Ecco la Apple è forse la cosa più Mainstream che esista, ma l’hipster dei nostri tempi è schiavo di ogni cosa sia social, ed è quindi schiavo anche della Apple.
Insomma , questi sono gli Hipster. Eh no, avevo scritto “bella domanda”: io credo che il termine abbia assunto una valenza che sconfina la definizione oggettiva e finisce in quella personale.
Ognuno dà a questo termine un proprio significato, dettato dalle sue idee socio-culturali, dalle sue esperienze e dalle sue esigenze (il mio, più o meno, è quello che ho appena descritto).
Credo che in questo momento la cosa giusta da dire sia: “dimmi la tua definizione di Hipster e ti dirò chi sei”.
Questa apparente impossibilità di trovare una definizione univoca è data in particolare dalla regola numero uno dell’hipster-game, ovvero che sono sempre “gli altri”, mai noi, ad essere hipster.

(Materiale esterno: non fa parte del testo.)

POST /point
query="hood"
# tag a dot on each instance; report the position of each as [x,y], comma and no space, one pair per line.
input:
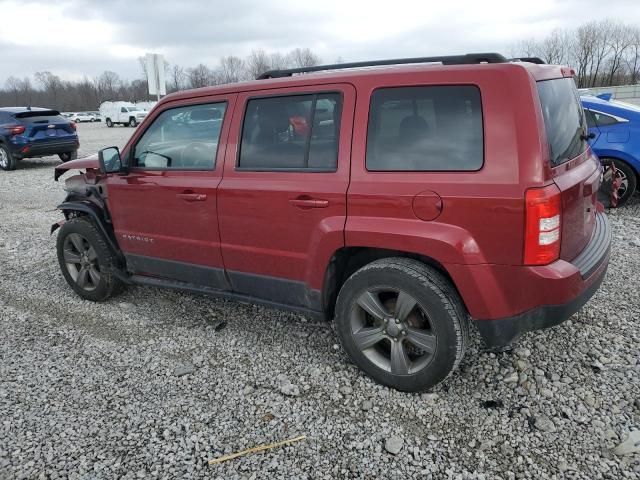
[89,162]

Per alcuni, essere definiti tali è una vera e propria offesa, altri invece vi diranno che non se la prendono, ma nessuno vi dirà mai che è fiero di esserlo. E questo, credo, per il semplice fatto che non si può essere fieri di qualcosa che non si riesce ad identificare, qualcosa che è impossibile conoscere veramente, mentre disprezzarla è quasi naturale.
Questa è comunque tutta filosofia, la cosa da notare è che questa non-sottocultura sta spopolando fra i giovani perché alla fine gli Hipster si disprezzano, però un po’ si invidiano, sono acculturati, ascoltano buona musica, vanno alle serate giuste e si vestono meglio di “te”.